Thousands of items line the desk, floor and walls of the mayor’s office at City Hall, which Sarno proudly calls his second home.
“People are coming to the office and absolutely love it and like to take time and look,” Sarno says while providing a detailed tour.
Sarno says he rereads many of the personal notes and cards on his desk for inspiration during the tougher times of being the city’s chief executive officer. He has been mayor for just a few months shy of 10 years.
He knows that some — including his wife and members of his staff — would like him to clean up the office. But he boasts that he knows how to find everything. Asked if there is similar clutter at his home in Forest Park, Sarno answers with an emphatic “no.”

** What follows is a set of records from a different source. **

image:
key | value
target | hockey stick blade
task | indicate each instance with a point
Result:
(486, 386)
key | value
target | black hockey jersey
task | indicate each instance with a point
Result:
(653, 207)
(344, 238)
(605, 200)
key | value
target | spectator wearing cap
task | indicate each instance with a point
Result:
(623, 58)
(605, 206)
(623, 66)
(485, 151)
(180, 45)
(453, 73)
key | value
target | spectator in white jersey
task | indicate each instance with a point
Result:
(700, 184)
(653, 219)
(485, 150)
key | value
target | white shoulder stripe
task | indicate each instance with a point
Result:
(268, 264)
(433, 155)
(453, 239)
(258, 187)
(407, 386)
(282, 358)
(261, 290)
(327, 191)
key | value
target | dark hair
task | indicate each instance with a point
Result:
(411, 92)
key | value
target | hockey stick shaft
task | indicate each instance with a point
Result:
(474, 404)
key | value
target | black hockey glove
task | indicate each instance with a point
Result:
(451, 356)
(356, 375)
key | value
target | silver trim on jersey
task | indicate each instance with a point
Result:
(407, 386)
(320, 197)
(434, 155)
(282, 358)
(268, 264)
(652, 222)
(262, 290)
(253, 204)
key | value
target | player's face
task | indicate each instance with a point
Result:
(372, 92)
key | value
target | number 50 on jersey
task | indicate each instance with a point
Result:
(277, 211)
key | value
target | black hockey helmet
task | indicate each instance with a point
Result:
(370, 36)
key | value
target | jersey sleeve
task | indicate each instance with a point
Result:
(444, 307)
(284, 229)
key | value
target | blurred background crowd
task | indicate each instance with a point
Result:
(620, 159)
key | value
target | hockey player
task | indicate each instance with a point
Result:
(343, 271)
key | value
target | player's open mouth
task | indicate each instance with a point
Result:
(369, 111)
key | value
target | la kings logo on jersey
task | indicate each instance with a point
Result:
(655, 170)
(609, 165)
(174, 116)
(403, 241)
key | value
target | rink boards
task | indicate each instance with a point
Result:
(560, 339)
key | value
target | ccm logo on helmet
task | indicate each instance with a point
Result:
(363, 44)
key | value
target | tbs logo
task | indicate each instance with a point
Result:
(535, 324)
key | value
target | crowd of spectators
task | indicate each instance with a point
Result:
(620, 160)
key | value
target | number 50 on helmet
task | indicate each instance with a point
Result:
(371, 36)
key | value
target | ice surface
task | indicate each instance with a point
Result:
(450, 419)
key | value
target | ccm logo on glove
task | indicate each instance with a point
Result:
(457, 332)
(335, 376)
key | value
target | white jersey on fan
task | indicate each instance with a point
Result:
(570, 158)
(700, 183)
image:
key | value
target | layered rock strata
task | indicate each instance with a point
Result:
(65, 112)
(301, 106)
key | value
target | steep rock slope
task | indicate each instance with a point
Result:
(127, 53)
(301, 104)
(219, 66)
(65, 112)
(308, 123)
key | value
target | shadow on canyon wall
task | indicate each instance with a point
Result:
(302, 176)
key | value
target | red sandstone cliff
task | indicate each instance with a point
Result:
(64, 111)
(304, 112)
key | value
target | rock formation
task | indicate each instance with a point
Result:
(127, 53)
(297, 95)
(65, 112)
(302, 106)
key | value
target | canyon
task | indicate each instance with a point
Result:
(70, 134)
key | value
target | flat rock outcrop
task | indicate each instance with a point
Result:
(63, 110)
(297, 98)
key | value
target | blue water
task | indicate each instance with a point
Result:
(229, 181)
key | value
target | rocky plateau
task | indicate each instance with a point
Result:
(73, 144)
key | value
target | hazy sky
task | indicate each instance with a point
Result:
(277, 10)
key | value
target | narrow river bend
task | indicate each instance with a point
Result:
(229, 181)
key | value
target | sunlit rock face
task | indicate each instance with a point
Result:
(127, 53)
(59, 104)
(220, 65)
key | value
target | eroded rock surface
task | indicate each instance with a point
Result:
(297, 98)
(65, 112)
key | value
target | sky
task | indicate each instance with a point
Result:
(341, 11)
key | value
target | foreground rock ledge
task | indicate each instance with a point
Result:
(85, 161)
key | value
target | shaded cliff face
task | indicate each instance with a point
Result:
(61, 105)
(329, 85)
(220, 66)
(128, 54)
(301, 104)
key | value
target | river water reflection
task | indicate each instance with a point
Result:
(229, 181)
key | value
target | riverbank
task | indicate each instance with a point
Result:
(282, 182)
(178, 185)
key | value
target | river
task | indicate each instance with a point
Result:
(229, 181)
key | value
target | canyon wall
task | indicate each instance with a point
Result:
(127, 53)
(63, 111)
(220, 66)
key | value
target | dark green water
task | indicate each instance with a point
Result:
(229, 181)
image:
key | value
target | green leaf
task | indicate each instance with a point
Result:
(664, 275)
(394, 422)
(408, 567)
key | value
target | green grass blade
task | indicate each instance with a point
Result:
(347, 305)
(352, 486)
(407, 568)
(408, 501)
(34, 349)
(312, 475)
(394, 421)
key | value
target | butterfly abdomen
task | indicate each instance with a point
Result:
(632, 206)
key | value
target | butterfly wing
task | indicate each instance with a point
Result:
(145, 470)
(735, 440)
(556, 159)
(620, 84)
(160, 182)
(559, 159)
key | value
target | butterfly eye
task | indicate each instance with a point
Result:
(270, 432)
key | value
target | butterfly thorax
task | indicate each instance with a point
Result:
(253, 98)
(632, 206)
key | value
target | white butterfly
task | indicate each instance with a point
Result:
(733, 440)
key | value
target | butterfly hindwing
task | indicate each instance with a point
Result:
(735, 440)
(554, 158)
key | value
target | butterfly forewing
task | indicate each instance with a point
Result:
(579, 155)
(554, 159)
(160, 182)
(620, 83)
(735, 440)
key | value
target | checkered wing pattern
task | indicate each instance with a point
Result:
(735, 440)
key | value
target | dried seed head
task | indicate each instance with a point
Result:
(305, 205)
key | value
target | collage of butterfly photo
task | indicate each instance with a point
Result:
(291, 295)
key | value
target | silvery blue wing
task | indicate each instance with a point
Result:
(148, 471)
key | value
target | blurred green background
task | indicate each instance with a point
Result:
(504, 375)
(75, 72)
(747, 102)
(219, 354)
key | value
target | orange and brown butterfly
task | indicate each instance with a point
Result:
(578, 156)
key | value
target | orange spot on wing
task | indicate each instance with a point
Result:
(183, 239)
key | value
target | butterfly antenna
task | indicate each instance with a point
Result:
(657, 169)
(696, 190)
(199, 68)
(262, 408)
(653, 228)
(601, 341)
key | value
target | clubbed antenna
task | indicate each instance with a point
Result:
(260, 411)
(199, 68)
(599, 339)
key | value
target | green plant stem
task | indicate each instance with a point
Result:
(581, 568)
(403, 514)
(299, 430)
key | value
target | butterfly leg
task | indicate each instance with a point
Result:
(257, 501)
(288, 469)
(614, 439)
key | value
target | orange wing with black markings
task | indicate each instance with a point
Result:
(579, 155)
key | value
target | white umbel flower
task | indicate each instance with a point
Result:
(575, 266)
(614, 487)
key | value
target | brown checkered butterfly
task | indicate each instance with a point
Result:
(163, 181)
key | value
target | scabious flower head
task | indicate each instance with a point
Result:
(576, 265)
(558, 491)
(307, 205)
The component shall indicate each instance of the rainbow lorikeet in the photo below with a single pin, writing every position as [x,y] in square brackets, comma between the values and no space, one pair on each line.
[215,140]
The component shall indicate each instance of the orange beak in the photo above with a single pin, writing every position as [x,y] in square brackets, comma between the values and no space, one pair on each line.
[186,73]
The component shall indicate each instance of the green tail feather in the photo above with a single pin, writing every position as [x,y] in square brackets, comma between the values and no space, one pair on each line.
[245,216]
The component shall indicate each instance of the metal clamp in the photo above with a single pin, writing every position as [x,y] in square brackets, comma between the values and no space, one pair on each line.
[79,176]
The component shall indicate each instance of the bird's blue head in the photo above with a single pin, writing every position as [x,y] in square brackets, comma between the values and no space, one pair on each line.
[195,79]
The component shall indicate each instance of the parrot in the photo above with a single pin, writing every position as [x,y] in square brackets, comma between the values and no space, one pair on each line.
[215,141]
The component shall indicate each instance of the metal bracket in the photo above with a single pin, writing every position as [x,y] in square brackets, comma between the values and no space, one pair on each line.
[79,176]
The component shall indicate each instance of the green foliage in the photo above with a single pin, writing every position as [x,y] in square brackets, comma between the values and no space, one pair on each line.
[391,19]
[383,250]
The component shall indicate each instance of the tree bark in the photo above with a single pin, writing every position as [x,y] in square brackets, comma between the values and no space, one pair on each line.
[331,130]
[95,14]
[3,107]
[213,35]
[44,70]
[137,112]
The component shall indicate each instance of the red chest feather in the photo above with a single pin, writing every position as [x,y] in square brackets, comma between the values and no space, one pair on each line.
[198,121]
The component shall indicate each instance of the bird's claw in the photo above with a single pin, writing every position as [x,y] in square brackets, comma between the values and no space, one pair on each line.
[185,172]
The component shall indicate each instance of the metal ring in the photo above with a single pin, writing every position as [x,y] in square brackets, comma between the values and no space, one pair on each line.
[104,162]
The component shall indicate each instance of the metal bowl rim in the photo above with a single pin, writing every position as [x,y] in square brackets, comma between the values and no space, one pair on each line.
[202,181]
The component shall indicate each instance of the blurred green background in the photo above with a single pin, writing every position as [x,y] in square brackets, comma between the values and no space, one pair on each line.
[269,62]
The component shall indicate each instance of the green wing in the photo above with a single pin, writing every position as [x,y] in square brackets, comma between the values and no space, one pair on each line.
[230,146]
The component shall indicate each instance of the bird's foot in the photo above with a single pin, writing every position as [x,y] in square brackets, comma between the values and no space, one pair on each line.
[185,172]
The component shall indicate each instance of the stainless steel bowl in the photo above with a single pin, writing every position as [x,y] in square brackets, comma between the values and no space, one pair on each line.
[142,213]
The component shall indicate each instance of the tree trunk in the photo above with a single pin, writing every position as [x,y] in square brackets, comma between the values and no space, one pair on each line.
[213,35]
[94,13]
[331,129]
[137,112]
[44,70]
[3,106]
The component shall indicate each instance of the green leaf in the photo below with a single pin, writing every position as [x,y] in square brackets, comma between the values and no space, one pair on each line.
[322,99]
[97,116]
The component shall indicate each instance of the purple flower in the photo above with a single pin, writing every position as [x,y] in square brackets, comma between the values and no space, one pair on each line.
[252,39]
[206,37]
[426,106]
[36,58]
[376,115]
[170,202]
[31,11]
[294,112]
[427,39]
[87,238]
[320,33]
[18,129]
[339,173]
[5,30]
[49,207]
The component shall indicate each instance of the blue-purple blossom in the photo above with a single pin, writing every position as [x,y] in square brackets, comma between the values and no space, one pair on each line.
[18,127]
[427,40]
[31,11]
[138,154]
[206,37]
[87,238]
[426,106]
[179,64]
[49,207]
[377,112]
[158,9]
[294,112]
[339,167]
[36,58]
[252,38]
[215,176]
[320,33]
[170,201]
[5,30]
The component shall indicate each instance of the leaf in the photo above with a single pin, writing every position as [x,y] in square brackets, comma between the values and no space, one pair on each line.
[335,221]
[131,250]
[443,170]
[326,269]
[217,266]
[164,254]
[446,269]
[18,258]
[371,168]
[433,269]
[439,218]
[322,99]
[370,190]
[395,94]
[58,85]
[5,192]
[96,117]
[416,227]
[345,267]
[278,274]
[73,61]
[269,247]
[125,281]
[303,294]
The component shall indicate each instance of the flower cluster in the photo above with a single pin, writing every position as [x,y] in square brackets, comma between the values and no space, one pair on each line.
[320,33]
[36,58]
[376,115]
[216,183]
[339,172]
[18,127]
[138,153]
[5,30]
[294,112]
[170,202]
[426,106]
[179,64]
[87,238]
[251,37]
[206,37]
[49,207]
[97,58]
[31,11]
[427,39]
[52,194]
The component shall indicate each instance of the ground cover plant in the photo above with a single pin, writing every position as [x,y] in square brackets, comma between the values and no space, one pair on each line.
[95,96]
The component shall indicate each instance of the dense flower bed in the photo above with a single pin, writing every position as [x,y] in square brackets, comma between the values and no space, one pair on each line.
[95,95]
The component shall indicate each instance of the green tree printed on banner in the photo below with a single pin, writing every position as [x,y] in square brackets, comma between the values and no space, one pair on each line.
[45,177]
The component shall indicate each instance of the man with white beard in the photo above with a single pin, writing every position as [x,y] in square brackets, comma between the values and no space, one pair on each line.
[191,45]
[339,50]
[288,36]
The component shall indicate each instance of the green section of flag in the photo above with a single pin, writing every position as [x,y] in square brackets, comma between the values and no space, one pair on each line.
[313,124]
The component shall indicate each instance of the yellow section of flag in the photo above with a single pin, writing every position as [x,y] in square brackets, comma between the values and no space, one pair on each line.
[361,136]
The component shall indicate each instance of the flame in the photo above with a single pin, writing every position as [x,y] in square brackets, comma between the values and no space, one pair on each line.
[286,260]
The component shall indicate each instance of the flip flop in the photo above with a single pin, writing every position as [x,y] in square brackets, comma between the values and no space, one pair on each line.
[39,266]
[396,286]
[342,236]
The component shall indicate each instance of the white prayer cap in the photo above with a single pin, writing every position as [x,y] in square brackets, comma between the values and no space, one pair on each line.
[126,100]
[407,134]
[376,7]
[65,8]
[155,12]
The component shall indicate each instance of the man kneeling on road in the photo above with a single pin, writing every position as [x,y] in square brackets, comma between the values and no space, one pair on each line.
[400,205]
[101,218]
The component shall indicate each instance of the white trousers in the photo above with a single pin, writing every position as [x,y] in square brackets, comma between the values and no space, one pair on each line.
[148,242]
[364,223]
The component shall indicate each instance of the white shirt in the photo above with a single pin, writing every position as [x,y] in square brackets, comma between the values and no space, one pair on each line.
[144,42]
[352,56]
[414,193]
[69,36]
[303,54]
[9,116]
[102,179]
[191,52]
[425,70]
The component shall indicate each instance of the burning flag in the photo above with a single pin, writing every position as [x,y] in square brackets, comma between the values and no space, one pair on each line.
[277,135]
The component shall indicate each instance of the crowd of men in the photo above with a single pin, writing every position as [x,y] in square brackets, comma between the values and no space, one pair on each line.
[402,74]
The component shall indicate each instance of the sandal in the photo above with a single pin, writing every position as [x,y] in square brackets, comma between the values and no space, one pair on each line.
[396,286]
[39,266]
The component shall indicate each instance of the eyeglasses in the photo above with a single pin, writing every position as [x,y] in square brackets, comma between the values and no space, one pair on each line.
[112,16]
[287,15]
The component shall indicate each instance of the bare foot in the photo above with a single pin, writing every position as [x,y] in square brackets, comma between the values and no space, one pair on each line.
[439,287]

“My wife would not stand for that,” he says. “You know, I have jurisdiction here. But when you see a lot of photos, they are of common people and good people, no matter what creed, color, background, here in the city of Springfield.”
His favorite memorabilia are the many photographs involving family members — his daughters, Cassandra and Chiara, and his wife, Carla, his father and mother, his late uncles and others.
There are seemingly countless photographs of people from all walks of life, ranging from local and national sports and political figures to local personalities such as Mildred “Millie” Dunbar, 96, a local retired veteran. He refers to one small area of his office as the “the Millie Dunbar” corner.
“This is my religious corner over here,” he says, indicating an area with mementos such as notes from Bishop Mitchell T. Rozanski of the Roman Catholic Diocese of Springfield, and his predecessors Timothy McDonnell and the late Joseph F. Maguire.